Facchini: Si tratta dello studio di un reperto che era stato trovato nel 2005 e che è il più completo tra quelli più antichi in quanto è datato un milione e 800 mila anni fa. Fornisce elementi molto interessanti perché presenta caratteristiche che lo avvicinano sia all'Homo habilis sia a quelle successive. Gli autori ritengono che sia questa forma georgiana – in particolare il cranio n. 5 con mandibola – che quelle più antiche rinvenute in Africa appartengano a un'unica specie. Non ritengo sia del tutto appropriato l'uso del termine "specie" perché è difficile individuare una specie in senso biologico – cioè una popolazione che ammette l'interfecondità - in un fossile. Ma si può parlare di un'unica radice, un unico ceppo dell'umanità. D'altra parte l'orientamento che ipotizzava l'esistenza di due o tre ceppi umani distinti in Africa e in Asia è stato da tempo superato proprio grazie al ritrovamento di reperti come quello georgiano che mostrano le affinità tra i vari ominidi.

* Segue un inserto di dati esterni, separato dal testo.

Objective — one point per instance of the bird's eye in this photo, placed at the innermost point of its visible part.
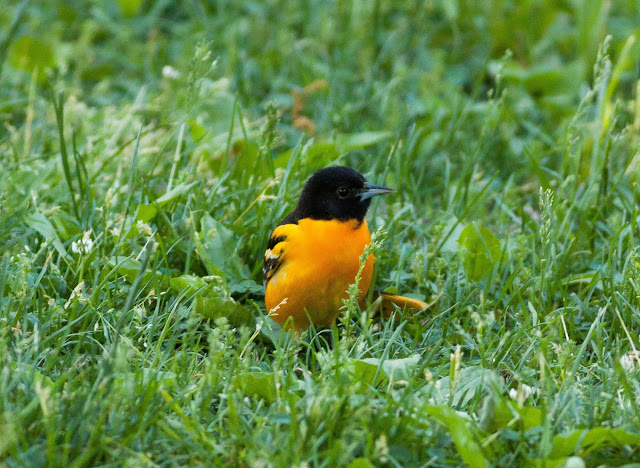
(343, 192)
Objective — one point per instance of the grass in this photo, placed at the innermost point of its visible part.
(148, 148)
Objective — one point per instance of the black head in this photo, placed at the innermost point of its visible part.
(337, 193)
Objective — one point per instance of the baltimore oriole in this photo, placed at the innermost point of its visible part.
(313, 255)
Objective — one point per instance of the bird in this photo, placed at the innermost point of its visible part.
(313, 254)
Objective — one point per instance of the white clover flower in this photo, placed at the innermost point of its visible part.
(629, 362)
(82, 246)
(77, 292)
(522, 393)
(169, 72)
(143, 228)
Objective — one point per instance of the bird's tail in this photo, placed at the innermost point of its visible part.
(389, 303)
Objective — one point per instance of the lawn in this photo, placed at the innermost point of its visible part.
(149, 148)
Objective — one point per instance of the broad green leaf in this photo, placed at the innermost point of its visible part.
(471, 381)
(256, 384)
(148, 211)
(129, 268)
(396, 369)
(480, 250)
(465, 443)
(197, 131)
(216, 307)
(40, 223)
(360, 463)
(217, 247)
(210, 286)
(365, 370)
(28, 53)
(502, 413)
(584, 441)
(129, 7)
(352, 141)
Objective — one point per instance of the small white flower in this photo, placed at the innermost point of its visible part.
(83, 246)
(143, 228)
(629, 362)
(263, 198)
(523, 391)
(77, 292)
(169, 72)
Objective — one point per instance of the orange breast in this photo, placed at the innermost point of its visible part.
(320, 260)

Quali sono allora le conseguenze di questo studio?
Facchini: Non va enfatizzato. Nella paleontropologia la variabilità nelle popolazioni a volte viene accentuata così da parlare di specie diverse ma in realtà la variabilità all'interno della stessa popolazione a volte può essere maggiore che tra specie diverse. Questo studio conferma che la variabilità morfologica non va sottolineata e deve essere interpretata come quella che viene registrata nella popolazione umana di oggi. Lo studio può servire ad aggiustare il tiro: se qualcuno propendeva per il polifiletismo – cioè l'esistenza di più ceppi dell'umanità e più linee evolutive – questo studio è un argomento che rafforza l'orientamento, peraltro già diffuso, verso il monofiletismo, cioè l'esistenza di un' unica linea evolutiva. Si tratta di una ulteriore conferma all'idea di un unico ceppo umano affermata sia in paleontologia che in genetica.
La domanda più importante rimane però, come lei ha scritto, a quale stadio dell'evoluzione appare l'uomo in quanto tale, se a quello dell'homo habilis, erectus o altro. Questo studio aiuta?
Facchini: L'identificazione delle caratteristiche umane nell'ominide di Dmanisi può aiutarci ma se non ci si ferma al solo dato morfologico. L'importante è il dato culturale; se non ci fossero segni di psichismo umano inteso come capacità progettuale e di simbolizzazione, avrei dei dubbi ma sia per i reperti umani di un milione e 800 mila anni fa che per quelli di oltre due milioni ci sono documenti culturali che accompagnano il semplice tratto morfologico e questo è importante per identificare le radici dell'umanità.